At the beginning of the year, 2012 was deemed "groundbreaking" for Northeastern University's IDEA. The student-run venture fund had granted more than $121,000 to 14 companies and "graduated" another seven to the "launched" stage, where they evolved into self-sustaining startups that had either entered strategic partnerships or raised a round of outside financing.
Over the last 12 months, however, that momentum has continued to grow. IDEA's portfolio now boasts 150 companies and is just beginning to gain speed.
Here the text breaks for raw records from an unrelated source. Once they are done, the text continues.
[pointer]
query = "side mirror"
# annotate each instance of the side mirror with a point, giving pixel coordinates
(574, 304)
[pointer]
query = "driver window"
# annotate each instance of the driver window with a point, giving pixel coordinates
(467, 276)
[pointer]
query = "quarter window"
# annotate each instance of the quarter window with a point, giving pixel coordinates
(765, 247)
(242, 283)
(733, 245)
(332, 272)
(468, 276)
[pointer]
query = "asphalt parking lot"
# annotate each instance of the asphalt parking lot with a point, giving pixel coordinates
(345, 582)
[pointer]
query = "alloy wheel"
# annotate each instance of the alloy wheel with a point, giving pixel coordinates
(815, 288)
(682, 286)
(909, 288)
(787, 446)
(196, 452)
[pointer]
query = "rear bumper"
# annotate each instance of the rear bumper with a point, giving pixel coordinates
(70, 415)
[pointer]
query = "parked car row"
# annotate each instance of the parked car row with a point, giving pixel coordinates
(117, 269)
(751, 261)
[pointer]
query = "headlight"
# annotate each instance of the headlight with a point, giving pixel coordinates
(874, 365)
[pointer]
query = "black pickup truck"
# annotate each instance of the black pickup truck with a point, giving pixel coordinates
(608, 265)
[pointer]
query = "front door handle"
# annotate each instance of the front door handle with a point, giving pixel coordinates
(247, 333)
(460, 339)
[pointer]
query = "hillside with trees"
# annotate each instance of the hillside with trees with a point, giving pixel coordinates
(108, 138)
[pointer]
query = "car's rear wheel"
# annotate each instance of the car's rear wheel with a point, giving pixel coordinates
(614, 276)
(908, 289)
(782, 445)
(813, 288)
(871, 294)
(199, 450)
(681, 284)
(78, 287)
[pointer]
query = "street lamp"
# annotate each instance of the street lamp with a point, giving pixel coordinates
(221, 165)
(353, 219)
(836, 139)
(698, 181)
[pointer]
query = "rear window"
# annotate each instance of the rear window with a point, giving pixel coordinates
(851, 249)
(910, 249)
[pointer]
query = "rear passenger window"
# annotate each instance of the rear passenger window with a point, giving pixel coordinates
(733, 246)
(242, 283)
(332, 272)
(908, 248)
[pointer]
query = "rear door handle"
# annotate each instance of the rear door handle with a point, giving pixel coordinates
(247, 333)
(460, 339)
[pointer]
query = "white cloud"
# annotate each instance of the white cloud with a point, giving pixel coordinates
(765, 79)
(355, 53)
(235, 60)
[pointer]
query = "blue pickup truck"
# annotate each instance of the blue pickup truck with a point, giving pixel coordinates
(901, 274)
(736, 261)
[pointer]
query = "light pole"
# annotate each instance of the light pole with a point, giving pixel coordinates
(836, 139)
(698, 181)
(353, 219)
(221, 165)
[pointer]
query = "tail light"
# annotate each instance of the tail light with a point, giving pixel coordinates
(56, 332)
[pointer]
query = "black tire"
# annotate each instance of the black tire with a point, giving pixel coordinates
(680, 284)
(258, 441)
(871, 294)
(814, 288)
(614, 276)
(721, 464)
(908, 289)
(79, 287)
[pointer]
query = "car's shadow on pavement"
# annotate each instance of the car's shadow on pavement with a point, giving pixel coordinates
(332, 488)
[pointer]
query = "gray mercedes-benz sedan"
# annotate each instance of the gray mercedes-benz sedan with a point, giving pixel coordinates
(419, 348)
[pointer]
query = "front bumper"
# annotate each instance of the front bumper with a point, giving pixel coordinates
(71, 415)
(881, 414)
In November, at the Northeastern Entrepreneurship Expo, Chris Wolfel, the fund's former CEO — the one who called 2012 "groundbreaking" — acknowledged how far along the program has come in just a few short months.
"I'm amazed by how many new companies are here since I graduated in May, and how far along they've come," Wolfel noted at the time.
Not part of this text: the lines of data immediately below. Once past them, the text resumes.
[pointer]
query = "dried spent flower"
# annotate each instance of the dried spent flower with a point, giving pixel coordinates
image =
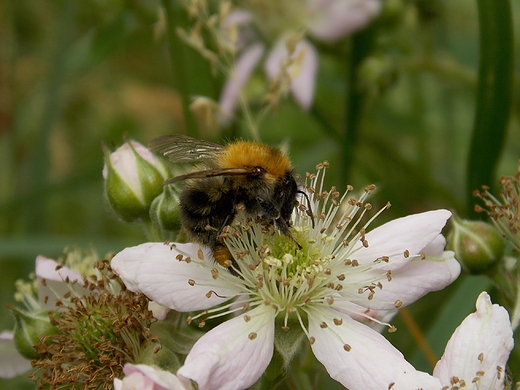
(97, 334)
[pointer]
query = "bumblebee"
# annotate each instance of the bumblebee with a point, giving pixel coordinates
(249, 176)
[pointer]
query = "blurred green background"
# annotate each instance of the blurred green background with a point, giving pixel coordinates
(398, 104)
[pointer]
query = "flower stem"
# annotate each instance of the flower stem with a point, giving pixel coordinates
(494, 94)
(361, 46)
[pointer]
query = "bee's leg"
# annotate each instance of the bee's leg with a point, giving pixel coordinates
(271, 212)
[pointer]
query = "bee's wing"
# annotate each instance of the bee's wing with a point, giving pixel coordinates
(183, 149)
(211, 173)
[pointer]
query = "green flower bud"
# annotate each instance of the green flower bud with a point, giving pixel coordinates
(133, 178)
(28, 329)
(477, 245)
(165, 210)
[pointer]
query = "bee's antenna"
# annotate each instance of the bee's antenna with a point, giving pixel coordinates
(309, 208)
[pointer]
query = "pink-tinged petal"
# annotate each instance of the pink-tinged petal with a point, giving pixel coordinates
(359, 357)
(479, 347)
(11, 362)
(54, 287)
(234, 354)
(304, 72)
(412, 234)
(235, 83)
(366, 316)
(153, 269)
(411, 282)
(331, 20)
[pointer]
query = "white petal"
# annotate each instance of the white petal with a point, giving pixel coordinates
(11, 362)
(302, 85)
(411, 282)
(234, 354)
(412, 233)
(482, 343)
(160, 380)
(152, 268)
(50, 270)
(55, 275)
(371, 361)
(235, 83)
(331, 20)
(436, 247)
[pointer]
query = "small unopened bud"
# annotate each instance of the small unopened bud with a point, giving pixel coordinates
(477, 245)
(28, 329)
(133, 178)
(165, 210)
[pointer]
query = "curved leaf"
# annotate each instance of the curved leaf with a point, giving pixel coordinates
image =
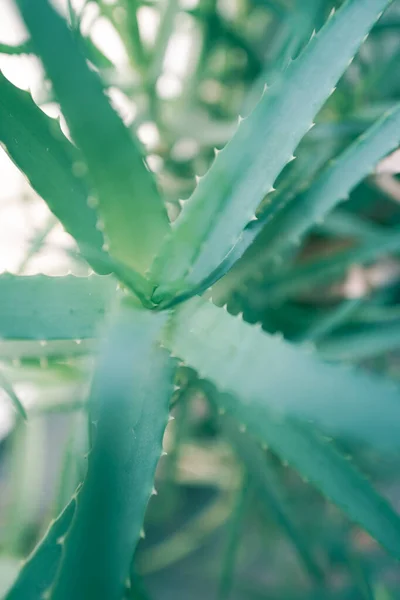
(39, 569)
(129, 410)
(37, 146)
(133, 215)
(267, 373)
(227, 197)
The event, more widely known as NEXPO, grew from featuring 10 ventures in the University's Curry Student Center Ballroom in the spring of 2011 to packing roughly 40 into one of the school's larger athletic facilities.
And that's all been able to happen thanks to the University's attempts to create a more symbiotic relationship between what's being taught in the classroom to what's being offered outside of it. Northeastern's Center for Entrepreneurship Education has been making strides in educating students and then connecting them with the Northeastern Entrepreneurs Club and IDEA, where they can gain the necessary inspiration to then create self-sustaining, successful startups.
To help bring early-stage companies to that self-sustaining phase, IDEA provides Gap Funding, which commits up to $10,000 in capital to qualified ventures. In 2013, several startups were awarded funding to reach the next level — 14 of which we spotlighted below.
As Frank Spital, Northeastern’s entrepreneurship and innovation group coordinator, proudly praised earlier this year, “Most universities do business plan competitions, we do businesses. We start stuff.”